Oral Presentation ESA-SRB 2023 in conjunction with ENSA

Comparison of M-TIRADS to Established Thyroid Classification Systems – A Real-World Retrospective Analysis of Current Thyroid Nodule Ultrasound Scoring Systems. (#167)

Scott McNeil 1 2 , Ilona Lavender 3 , Dee Nandurkar 3 , Peter Coombs 3 , Eldho Paul 4 , Jennifer Wong 1 2
  1. Monash Health Endocrinology and Diabetes Unit, Melbourne, Victoria, Australia
  2. Department of Medicine / School of Clinical Sciences at Monash Health, Monash University, Melbourne, Victoria, Australia
  3. Ultrasound, Monash Imaging, Monash Health, Melbourne, Victoria, Australia
  4. Monash Centre for Health Research and Implementation, Monash University, Melbourne, Victoria, Australia

Aim:

To compare and validate the M-TIRADS to established thyroid classification systems on their diagnostic accuracy of malignancy in thyroid nodules.

Methods:

We conducted a retrospective analysis on 1795 patients presenting for fine needle aspiration (FNA) of thyroid nodules to a single centre between 2012 and 2022. Sonographic images were classified and scored with the American Thyroid Association, Korean, American College of Radiology and Monash Thyroid Imaging, Reporting, and Data Systems (K-TIRADS, ACR-TIRADS and M-TIRADS), with M-TIRADS scoring for increased vascularity and size >4cm.  2211 thyroid nodules were biopsied with cytopathological results reported using the Bethesda system.  Outcomes of these systems were then compared with Bethesda results.

Results:

Overall, there were 2211 specimens.  2070 (93%) were classified as benign and 141 (7%) samples were malignant. ATA diagnosed 128 and K-TIRADS diagnosed 127 of 141 malignant nodules.  ACR-TIRADS diagnosed 95 and M-TIRADS 101 of 141 malignant nodules.  1532 nodules deemed intermediate-high risk in the ATA guidelines and 1529 in K-TIRADS were benign. 1621 nodules were unnecessarily biopsied based on ATA guidelines, and 1611 for K-TIRADS.  1227 nodules recommended for biopsy by ACR-TIRADS and 1368 by M-TIRADS were benign.

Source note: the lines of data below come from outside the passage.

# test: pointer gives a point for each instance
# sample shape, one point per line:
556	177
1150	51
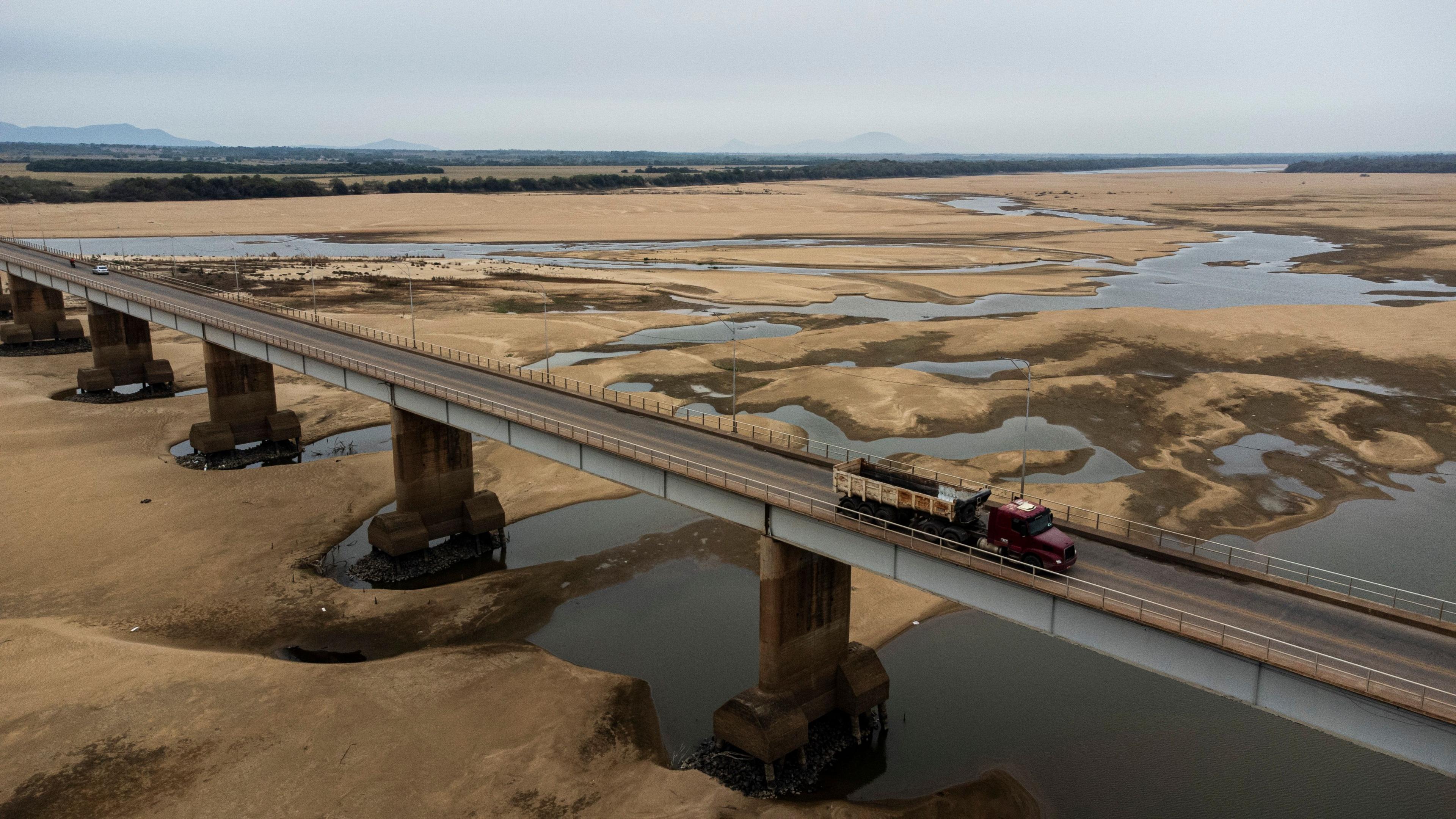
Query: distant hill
1414	164
395	145
381	145
873	142
120	135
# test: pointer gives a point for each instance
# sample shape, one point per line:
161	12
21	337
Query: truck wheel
957	534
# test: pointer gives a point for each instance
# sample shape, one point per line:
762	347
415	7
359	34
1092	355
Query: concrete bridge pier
121	352
435	490
807	664
38	315
241	403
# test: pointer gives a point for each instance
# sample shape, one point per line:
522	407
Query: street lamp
1026	429
410	278
545	326
315	288
734	333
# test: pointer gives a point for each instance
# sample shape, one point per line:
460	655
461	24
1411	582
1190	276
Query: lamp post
1026	429
315	288
410	278
734	333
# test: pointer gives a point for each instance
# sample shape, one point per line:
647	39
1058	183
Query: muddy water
1092	736
1181	280
542	538
529	253
714	333
1097	738
1002	206
688	627
1101	467
1403	540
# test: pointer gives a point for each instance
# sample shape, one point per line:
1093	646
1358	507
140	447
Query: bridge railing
1238	557
1353	677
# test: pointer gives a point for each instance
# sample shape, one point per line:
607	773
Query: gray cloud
988	76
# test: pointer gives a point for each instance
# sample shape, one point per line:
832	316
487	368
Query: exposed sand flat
1404	225
794	209
1159	388
833	256
188	712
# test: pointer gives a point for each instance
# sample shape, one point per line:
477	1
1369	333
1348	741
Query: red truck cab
1024	531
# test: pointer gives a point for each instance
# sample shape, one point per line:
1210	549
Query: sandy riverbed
136	636
209	570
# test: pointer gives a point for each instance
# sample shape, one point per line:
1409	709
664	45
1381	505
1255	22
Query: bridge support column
807	664
435	489
121	352
241	403
40	315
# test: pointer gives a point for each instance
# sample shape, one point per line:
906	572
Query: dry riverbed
143	602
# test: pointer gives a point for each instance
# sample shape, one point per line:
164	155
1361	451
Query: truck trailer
1020	530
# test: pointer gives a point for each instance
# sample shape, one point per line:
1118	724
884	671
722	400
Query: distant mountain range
118	135
382	145
873	142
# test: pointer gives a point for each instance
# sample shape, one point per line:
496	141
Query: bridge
1355	658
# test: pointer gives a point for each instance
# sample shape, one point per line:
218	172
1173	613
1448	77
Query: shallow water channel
1103	465
1091	736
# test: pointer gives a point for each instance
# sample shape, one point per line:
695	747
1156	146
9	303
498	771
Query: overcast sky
981	76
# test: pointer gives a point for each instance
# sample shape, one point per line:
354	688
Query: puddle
965	369
1187	280
1104	465
1247	458
1403	540
1362	385
353	442
712	333
688	627
954	677
1004	206
576	358
1196	271
300	655
542	538
525	253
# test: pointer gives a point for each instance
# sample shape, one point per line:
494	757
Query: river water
1088	735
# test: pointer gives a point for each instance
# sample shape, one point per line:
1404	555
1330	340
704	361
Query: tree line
1421	164
191	187
203	167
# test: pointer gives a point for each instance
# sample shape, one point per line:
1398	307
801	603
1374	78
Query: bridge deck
1400	649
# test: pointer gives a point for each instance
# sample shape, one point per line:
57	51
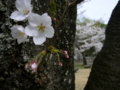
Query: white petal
18	16
49	31
19	5
38	40
46	20
31	31
15	33
16	29
34	19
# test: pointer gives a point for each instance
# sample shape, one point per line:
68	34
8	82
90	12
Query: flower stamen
25	11
41	27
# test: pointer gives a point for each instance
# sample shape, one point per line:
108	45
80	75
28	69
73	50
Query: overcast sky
96	9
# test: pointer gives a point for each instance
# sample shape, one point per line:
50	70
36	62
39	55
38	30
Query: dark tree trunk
84	58
105	73
13	56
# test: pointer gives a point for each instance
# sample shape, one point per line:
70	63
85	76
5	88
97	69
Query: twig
58	25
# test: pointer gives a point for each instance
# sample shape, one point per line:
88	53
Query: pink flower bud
65	53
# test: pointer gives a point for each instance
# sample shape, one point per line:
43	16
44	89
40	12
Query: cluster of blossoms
39	26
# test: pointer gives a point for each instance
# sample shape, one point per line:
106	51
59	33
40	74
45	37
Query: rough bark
84	58
14	56
105	73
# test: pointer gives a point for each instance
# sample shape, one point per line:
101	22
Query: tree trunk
13	56
105	73
84	58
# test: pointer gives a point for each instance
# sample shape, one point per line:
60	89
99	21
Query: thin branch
58	25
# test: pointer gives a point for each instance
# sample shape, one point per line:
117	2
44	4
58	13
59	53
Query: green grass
78	66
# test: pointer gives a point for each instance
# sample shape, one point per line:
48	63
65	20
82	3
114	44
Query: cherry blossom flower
24	9
60	63
18	32
40	28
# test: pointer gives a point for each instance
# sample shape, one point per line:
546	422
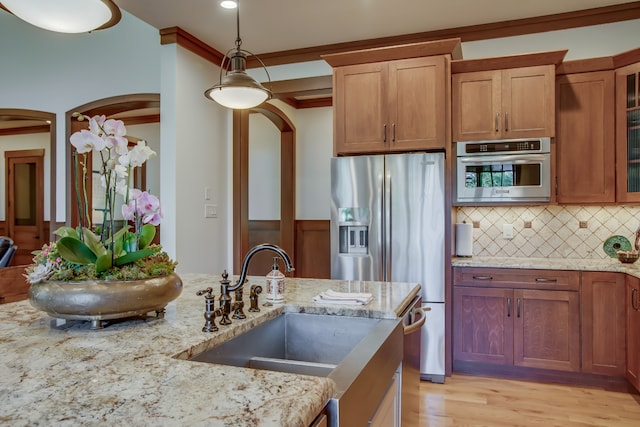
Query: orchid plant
91	251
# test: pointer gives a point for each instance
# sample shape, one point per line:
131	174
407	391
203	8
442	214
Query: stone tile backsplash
555	231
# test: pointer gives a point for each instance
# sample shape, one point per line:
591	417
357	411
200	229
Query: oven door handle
513	158
409	329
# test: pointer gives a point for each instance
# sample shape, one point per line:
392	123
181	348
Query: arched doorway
33	233
134	109
241	230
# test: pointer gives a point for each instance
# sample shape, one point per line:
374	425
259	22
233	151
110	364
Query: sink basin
309	344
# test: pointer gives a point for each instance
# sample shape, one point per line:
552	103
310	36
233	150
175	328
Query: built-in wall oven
516	170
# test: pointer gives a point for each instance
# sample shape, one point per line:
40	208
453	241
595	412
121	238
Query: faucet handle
207	291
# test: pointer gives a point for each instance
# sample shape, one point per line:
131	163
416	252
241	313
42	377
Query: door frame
50	120
241	180
24	156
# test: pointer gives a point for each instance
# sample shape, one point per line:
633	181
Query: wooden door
628	134
25	202
360	108
585	143
476	106
602	297
483	325
633	331
417	104
547	329
528	102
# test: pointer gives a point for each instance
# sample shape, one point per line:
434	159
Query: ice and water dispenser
353	226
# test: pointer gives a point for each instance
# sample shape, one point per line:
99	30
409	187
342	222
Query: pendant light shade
236	89
66	16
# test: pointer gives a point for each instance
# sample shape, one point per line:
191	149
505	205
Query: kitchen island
135	372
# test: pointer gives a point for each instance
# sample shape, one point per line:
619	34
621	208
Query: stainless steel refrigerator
387	223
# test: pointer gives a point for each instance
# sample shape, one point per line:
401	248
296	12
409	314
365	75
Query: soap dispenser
275	284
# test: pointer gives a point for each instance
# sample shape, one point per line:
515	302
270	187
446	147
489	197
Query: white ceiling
279	25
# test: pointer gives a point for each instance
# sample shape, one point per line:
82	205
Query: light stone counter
611	264
55	372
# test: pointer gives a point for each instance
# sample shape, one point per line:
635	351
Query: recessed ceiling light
229	4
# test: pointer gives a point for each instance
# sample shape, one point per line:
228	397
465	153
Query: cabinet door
417	104
360	109
633	331
628	134
483	325
476	106
547	329
585	143
603	323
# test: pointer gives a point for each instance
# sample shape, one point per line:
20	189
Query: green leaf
104	262
146	236
67	232
133	256
93	242
73	250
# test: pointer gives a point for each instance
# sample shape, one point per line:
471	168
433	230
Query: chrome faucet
252	252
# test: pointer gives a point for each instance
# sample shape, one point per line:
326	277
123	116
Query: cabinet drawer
516	278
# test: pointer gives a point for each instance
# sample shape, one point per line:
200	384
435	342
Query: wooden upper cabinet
360	107
501	104
390	106
585	138
628	134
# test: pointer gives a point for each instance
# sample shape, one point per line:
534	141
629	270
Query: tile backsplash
549	231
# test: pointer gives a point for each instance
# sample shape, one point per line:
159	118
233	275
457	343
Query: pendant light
66	16
236	89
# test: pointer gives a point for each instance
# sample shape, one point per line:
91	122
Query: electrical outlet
507	231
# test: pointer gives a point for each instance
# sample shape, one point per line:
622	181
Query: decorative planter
105	300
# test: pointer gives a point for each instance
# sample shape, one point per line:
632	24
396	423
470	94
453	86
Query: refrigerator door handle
387	228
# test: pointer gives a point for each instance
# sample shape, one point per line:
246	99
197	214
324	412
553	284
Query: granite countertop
611	264
56	372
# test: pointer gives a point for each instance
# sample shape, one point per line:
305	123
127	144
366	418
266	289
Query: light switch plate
507	231
210	211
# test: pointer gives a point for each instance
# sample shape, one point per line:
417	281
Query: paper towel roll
464	239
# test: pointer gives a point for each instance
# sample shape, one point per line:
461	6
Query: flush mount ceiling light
236	89
66	16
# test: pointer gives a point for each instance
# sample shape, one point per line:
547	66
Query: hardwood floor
478	401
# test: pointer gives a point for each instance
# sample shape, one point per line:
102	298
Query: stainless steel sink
359	354
310	344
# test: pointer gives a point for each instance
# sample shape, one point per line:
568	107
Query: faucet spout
252	252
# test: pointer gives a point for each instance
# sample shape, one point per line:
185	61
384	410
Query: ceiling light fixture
66	16
229	4
237	89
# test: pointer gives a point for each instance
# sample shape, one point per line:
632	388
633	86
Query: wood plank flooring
478	401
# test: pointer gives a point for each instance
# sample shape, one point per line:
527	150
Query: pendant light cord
238	39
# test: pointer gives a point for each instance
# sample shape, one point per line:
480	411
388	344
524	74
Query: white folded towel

The sensitivity of M-TIRADs was 71.8% (95% Confidence Interval (CI), 63.7 – 79.1), specificity 27.8% (95%CI, 25.8 – 30.2). The sensitivity of ACR-TIRADs was 67.6% (95%CI, 59.2 – 75.2), specificity 35.3% (95%CI, 33.1 – 37.6). The sensitivity of ATA was 90.8% (95%CI, 84.9 – 95.0), and specificity was 10.0% (95%CI, 8.7 - 11.5). The sensitivity of K-TIRADs was 90.1% (95%CI, 84.0 - 94.5), specificity 10.6% (95%CI, 9.2 – 12.1).

Conclusion:

M-TIRADS diagnostic performance was similar to ACR-TIRADS and hence addition of vascularity and size did not achieve higher sensitivities or specificities.  Overall, each of the thyroid classification systems demonstrated strengths and weaknesses.  There remain significant limitations in utilising ultrasound characteristics for risk stratification.